Do you know a better way than "hdfs dfs -mv /mydirectory/* /targetdirectory" to go faster ?
Average size of a file : 10 Kb.
And I can't merge the files in a bigger one before.
Thanks for your feedback
Created 10-25-2017 12:29 PM
If there are less files in /targetdirectory than the /mydirectory , you can do the below
hdfs dfs -mv /targetdirectory /x hdfs dfs -mv /mydirectory /targetdirectory hdfs dfs -mv /x/* /targetdirectory
Thanks,
Aditya
Created 10-25-2017 12:12 PM
1. dfs -mv is the fastest as compare to -cp or distcp .
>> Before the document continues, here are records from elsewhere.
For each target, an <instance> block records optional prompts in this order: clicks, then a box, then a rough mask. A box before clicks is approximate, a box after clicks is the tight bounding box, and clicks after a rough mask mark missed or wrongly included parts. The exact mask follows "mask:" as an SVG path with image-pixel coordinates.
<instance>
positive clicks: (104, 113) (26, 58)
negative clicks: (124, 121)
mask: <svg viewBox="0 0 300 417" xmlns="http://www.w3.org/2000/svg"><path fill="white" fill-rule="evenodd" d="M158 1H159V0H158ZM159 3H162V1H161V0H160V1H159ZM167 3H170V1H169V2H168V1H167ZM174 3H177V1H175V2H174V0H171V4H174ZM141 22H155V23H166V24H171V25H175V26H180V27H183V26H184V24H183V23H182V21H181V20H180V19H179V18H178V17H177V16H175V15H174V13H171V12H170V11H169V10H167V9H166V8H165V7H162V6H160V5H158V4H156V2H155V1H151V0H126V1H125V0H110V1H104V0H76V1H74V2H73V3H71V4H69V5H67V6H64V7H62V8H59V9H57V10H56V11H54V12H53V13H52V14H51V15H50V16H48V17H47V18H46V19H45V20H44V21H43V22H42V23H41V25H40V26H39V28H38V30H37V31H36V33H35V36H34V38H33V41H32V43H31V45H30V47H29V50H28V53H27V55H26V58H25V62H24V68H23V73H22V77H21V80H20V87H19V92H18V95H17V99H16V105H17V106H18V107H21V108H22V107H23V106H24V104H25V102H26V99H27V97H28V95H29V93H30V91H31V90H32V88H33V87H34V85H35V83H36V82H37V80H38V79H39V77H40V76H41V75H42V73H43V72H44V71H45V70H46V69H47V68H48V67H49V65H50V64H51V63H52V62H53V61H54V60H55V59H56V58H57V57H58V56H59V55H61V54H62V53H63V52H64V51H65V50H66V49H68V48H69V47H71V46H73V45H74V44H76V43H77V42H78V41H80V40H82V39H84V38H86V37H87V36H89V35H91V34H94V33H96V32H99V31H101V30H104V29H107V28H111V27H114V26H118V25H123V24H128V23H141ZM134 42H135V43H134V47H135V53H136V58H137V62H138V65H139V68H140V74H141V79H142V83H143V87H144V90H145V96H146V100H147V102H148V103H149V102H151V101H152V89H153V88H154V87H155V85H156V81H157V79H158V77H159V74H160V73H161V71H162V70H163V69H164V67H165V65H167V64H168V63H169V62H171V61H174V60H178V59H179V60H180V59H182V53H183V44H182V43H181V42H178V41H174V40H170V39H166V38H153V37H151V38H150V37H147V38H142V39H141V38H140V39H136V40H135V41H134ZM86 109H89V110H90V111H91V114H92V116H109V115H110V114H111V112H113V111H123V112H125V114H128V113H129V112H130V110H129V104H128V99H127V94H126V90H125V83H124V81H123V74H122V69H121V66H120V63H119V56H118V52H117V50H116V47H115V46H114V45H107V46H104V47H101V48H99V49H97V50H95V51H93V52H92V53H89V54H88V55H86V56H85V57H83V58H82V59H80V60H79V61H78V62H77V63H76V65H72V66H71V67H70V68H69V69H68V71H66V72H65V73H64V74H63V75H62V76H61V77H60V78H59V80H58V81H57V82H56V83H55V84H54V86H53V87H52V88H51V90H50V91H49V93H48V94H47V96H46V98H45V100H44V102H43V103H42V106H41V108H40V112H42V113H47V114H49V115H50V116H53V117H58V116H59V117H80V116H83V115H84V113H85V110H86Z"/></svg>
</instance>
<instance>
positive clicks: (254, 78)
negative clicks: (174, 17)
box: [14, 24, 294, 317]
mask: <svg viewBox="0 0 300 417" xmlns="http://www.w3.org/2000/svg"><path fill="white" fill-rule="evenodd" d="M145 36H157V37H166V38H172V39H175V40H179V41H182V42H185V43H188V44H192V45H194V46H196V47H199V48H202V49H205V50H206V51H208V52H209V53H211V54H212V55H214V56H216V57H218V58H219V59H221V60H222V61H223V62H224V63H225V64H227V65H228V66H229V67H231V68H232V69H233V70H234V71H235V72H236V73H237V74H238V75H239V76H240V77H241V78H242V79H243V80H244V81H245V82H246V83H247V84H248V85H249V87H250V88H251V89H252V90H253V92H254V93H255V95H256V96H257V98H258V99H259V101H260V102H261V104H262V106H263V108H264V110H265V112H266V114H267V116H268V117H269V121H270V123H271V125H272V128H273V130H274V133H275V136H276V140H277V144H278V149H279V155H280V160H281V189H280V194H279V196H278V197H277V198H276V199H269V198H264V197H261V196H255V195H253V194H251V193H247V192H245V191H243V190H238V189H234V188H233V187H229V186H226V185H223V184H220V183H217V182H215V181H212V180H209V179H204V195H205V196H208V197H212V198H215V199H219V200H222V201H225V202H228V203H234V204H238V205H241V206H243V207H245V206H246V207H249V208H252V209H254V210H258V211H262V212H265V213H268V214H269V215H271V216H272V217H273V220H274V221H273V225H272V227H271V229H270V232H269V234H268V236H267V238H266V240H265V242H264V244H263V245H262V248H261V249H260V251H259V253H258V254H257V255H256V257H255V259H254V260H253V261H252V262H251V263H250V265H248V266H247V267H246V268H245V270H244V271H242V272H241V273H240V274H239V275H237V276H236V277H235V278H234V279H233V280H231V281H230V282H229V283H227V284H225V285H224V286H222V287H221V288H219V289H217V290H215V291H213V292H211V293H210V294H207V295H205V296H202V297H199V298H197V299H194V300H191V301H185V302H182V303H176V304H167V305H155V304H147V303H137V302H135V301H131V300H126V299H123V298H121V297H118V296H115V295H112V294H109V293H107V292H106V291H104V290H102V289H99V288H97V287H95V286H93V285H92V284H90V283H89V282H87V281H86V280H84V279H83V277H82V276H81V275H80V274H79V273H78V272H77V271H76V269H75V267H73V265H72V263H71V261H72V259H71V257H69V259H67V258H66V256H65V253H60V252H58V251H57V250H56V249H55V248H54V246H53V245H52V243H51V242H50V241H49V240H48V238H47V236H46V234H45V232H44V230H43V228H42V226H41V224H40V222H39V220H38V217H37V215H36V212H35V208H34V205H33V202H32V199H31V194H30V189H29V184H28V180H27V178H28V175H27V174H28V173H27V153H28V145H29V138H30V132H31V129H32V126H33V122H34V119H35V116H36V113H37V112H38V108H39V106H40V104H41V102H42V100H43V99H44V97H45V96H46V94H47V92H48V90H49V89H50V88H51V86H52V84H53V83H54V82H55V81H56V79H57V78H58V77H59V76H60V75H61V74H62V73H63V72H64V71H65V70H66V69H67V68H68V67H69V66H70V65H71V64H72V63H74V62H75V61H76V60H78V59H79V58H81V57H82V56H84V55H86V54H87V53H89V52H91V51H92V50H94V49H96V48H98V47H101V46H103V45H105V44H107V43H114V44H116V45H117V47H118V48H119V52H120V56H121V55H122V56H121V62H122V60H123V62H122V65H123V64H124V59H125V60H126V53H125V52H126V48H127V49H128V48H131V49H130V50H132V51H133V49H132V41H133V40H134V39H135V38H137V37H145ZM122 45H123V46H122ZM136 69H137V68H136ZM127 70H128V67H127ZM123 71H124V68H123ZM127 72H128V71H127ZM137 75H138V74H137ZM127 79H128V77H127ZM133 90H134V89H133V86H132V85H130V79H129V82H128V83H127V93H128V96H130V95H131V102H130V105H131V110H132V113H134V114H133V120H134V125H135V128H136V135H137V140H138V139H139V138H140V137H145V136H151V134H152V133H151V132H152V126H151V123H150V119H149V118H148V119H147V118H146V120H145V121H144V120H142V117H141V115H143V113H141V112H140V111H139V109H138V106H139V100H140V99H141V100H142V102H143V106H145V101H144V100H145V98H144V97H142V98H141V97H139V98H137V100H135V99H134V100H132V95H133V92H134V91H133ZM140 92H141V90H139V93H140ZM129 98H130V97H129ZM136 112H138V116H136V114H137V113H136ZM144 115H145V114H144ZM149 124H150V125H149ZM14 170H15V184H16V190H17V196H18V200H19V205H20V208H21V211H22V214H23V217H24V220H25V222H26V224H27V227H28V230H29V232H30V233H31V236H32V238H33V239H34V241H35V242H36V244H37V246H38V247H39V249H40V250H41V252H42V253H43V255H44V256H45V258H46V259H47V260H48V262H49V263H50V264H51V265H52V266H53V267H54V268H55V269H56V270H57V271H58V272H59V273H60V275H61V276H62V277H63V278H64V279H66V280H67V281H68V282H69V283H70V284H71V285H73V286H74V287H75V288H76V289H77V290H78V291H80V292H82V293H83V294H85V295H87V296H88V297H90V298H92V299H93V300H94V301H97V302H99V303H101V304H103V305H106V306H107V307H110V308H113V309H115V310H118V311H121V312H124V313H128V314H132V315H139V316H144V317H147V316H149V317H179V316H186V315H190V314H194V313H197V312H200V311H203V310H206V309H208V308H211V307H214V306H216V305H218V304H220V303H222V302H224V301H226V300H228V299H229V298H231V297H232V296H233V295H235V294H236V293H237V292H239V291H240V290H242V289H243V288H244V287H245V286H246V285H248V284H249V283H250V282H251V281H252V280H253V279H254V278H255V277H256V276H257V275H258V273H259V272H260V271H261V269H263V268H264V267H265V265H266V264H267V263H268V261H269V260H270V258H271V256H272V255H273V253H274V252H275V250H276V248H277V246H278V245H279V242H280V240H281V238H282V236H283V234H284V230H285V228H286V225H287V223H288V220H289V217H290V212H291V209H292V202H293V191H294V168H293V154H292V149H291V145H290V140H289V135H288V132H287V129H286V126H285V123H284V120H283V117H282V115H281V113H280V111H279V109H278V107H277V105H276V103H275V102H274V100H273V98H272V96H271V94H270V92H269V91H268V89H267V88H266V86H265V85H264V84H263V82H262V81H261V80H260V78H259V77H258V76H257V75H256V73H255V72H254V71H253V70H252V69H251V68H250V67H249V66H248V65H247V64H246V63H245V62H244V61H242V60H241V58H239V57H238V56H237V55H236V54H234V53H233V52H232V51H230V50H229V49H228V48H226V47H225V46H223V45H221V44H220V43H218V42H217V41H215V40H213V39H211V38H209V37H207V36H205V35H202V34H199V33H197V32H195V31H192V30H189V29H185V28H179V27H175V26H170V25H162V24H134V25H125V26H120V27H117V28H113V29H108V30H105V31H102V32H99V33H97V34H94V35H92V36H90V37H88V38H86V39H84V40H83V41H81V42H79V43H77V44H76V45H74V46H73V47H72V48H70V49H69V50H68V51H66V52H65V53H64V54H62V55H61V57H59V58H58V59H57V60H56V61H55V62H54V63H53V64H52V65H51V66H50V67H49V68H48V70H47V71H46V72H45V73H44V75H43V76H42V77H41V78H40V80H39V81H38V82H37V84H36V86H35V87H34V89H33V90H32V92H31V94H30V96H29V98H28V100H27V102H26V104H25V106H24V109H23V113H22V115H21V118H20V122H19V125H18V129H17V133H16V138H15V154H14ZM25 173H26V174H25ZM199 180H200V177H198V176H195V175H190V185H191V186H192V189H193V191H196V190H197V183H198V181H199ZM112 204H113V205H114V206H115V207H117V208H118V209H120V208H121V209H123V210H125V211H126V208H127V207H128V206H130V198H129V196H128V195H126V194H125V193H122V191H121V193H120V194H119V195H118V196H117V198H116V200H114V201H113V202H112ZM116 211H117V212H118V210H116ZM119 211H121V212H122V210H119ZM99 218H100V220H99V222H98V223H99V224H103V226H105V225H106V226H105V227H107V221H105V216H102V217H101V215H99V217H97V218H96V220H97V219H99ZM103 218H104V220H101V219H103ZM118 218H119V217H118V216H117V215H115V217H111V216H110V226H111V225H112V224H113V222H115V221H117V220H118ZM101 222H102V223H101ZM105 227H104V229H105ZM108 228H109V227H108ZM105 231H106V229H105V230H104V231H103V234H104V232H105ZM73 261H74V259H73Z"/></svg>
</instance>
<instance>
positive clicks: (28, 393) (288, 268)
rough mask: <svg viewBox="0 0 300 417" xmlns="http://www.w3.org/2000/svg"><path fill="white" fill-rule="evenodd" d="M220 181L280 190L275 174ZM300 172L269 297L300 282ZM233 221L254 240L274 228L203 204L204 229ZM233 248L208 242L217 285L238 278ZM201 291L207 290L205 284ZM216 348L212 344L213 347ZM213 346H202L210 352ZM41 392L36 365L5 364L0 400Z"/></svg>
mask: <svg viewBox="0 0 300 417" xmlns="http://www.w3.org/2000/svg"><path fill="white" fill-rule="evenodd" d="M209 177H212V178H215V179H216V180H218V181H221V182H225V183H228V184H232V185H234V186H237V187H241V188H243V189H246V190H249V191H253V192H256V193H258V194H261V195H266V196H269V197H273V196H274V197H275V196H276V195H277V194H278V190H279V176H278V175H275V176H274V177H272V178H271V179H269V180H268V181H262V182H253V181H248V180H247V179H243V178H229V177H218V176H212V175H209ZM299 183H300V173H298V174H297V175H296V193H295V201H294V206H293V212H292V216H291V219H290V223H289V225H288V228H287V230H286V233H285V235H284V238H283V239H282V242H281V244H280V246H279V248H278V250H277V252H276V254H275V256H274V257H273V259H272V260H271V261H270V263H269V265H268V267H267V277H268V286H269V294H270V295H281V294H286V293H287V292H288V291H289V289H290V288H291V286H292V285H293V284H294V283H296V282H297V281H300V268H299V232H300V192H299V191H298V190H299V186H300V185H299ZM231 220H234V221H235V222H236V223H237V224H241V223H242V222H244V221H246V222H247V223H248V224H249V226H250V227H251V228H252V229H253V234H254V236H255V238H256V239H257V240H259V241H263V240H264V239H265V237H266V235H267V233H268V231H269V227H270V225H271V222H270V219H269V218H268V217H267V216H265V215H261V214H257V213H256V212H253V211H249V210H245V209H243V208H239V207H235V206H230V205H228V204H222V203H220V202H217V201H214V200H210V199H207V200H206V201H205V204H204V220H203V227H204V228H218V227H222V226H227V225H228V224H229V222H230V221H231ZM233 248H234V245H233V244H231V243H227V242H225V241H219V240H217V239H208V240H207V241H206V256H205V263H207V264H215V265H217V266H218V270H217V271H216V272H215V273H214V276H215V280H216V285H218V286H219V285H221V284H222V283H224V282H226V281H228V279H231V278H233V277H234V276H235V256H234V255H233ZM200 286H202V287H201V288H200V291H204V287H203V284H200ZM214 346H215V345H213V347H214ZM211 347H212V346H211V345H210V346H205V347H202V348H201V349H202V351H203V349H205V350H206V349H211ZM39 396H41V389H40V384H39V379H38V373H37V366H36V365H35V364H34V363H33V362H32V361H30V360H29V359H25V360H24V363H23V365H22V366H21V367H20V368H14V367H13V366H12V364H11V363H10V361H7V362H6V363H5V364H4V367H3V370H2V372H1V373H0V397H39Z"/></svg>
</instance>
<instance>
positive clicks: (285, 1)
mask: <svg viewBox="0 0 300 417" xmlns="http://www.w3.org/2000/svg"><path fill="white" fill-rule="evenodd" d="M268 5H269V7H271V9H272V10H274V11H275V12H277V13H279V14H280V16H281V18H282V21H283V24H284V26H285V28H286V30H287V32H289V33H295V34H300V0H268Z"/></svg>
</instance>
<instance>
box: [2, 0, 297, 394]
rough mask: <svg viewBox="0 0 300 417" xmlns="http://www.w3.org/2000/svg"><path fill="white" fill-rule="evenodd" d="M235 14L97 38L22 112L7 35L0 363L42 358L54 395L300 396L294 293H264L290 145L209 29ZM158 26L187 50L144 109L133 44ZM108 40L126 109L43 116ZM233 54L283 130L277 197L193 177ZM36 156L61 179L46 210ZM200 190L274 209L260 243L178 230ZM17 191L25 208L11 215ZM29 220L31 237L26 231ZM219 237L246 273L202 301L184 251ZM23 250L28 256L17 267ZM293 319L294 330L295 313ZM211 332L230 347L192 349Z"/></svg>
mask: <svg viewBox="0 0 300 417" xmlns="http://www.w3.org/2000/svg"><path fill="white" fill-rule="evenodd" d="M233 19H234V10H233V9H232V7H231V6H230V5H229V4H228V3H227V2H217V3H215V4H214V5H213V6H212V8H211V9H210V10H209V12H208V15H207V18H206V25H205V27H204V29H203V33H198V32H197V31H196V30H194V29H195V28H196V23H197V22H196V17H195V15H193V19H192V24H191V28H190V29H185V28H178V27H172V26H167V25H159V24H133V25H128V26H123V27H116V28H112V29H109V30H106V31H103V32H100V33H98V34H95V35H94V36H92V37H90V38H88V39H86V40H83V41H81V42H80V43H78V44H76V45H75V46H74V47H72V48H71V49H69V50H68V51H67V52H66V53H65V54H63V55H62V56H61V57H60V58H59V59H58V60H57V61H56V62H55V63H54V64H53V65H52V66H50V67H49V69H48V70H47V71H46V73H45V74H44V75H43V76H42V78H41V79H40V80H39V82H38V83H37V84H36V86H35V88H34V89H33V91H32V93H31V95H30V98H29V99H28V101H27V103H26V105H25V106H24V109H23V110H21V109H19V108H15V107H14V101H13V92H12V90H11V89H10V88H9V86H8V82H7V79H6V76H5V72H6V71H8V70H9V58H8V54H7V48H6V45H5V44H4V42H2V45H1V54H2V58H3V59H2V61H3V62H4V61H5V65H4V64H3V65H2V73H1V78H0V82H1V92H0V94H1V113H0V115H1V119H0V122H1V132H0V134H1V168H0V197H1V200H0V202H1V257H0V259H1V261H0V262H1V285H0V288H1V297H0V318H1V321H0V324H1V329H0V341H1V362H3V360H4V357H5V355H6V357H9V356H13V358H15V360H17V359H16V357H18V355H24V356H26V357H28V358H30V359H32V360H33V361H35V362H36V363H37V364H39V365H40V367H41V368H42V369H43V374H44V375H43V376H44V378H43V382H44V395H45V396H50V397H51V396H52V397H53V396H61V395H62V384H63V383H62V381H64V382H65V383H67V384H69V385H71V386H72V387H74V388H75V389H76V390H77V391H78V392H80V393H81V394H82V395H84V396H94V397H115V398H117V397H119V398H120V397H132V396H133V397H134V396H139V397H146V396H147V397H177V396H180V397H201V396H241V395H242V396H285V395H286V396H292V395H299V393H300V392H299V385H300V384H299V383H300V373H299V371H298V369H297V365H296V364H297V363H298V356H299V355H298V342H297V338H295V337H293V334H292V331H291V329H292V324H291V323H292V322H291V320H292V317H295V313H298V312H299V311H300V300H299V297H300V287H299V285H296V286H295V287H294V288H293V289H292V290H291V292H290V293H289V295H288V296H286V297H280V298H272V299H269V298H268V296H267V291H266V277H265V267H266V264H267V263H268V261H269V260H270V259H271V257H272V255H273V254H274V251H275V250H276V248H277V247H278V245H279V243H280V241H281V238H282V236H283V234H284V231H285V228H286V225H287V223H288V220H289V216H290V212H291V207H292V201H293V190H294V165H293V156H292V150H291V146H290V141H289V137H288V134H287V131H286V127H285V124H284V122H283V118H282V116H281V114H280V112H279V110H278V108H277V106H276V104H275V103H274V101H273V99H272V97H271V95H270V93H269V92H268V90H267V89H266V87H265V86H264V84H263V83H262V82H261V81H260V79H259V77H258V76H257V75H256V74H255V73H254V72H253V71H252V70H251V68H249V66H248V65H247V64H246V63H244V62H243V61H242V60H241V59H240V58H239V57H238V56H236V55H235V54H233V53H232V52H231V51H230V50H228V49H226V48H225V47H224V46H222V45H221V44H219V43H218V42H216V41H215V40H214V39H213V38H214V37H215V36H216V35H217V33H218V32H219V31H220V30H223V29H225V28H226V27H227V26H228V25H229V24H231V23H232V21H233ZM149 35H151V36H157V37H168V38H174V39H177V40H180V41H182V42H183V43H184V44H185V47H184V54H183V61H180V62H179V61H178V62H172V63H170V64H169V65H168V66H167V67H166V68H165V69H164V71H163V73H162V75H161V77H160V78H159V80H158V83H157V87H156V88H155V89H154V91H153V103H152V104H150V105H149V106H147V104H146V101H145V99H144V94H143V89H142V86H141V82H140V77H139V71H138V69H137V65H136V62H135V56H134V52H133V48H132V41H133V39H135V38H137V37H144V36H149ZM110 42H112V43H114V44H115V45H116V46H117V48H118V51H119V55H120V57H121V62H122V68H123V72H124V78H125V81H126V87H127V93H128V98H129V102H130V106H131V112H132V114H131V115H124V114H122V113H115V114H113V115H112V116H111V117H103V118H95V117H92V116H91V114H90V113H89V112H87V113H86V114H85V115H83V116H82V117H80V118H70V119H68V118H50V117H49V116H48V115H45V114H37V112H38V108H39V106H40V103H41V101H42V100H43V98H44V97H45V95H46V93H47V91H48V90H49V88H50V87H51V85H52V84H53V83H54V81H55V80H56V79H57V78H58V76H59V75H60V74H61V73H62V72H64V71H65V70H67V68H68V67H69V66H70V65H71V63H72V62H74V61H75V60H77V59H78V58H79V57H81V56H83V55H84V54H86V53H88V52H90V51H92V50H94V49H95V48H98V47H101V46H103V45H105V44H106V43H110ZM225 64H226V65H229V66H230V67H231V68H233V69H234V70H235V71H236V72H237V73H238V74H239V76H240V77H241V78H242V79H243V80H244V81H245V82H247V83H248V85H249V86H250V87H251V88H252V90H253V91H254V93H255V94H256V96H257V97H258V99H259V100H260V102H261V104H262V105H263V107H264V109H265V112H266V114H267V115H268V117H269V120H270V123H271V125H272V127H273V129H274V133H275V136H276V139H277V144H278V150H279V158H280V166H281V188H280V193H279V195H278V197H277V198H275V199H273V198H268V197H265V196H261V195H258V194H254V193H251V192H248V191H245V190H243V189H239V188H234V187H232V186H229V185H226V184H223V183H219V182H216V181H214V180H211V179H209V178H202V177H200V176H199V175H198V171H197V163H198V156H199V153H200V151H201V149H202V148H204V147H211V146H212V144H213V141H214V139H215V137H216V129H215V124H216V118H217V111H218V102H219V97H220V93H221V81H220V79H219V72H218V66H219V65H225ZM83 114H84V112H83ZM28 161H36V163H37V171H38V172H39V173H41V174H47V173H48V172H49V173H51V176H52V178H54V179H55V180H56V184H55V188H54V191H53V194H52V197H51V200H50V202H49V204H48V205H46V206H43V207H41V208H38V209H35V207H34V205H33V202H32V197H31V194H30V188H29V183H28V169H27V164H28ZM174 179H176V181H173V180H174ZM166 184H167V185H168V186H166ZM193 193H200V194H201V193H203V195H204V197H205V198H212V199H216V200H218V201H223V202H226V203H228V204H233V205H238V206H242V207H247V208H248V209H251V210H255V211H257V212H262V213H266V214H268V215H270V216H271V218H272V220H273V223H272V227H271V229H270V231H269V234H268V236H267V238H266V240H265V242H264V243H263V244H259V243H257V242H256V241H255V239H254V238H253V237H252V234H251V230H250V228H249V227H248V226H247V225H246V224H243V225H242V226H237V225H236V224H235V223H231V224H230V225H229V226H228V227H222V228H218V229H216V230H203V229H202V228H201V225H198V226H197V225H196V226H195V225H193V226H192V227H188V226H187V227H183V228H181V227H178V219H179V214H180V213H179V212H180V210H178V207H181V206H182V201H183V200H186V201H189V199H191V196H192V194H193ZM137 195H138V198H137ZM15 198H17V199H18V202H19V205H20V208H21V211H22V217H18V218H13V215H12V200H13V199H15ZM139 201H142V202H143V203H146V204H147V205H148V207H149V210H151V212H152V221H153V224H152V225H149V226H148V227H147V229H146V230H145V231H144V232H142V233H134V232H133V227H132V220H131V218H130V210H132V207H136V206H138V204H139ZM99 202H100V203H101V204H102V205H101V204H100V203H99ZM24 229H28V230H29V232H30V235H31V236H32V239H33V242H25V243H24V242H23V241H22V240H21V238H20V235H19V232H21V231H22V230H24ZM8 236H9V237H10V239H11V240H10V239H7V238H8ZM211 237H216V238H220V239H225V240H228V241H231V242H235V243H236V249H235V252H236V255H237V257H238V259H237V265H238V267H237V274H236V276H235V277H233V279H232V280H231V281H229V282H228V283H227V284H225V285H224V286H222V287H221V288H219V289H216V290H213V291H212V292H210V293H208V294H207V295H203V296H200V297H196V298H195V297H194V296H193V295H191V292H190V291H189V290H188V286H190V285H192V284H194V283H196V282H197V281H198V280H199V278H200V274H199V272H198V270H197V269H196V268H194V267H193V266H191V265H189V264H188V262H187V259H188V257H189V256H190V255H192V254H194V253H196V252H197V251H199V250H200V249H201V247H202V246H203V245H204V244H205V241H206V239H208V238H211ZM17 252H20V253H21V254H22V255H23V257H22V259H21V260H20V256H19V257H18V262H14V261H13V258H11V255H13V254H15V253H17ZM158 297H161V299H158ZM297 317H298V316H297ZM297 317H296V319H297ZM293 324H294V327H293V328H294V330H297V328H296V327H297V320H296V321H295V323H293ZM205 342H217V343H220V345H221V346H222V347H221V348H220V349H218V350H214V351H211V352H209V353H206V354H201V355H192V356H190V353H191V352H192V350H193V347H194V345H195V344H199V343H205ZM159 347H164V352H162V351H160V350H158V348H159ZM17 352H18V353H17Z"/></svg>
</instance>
If possible move mydirectory instead of mydirectory/* into /targetdirectory
Created 10-25-2017 12:22 PM
Thanks
Not possible because the result is /targetdirectory/mydirectory and I expect all the files moved in path /targetdirectory/*
Created 10-25-2017 12:29 PM
If there are less files in /targetdirectory than the /mydirectory , you can do the below
hdfs dfs -mv /targetdirectory /x hdfs dfs -mv /mydirectory /targetdirectory hdfs dfs -mv /x/* /targetdirectory
Thanks,
Aditya
Created 10-25-2017 01:04 PM
Thanks but it doesn't work for the same reason.
When you "mv /mydirectory /targetdirectory" the result is always /targetdirectory/mydirectory.
Created 10-25-2017 01:17 PM
After running the first command targetdirectory will be renamed to x.
So mv /mydirectory /targetdirectory is not /targetdirectory/mydirectory , instead it will just rename mydirectory to targetdirectory since the destination directory doesn't exist.
So, if targetdirectory has less files this is an option.Instead of moving 30k files, you can move less files
Thanks,
Aditya
Created 10-25-2017 01:36 PM
Created 10-25-2017 01:54 PM
If you have more than 10 GB, I'd recommend use distcp instead of using Copy OR Move.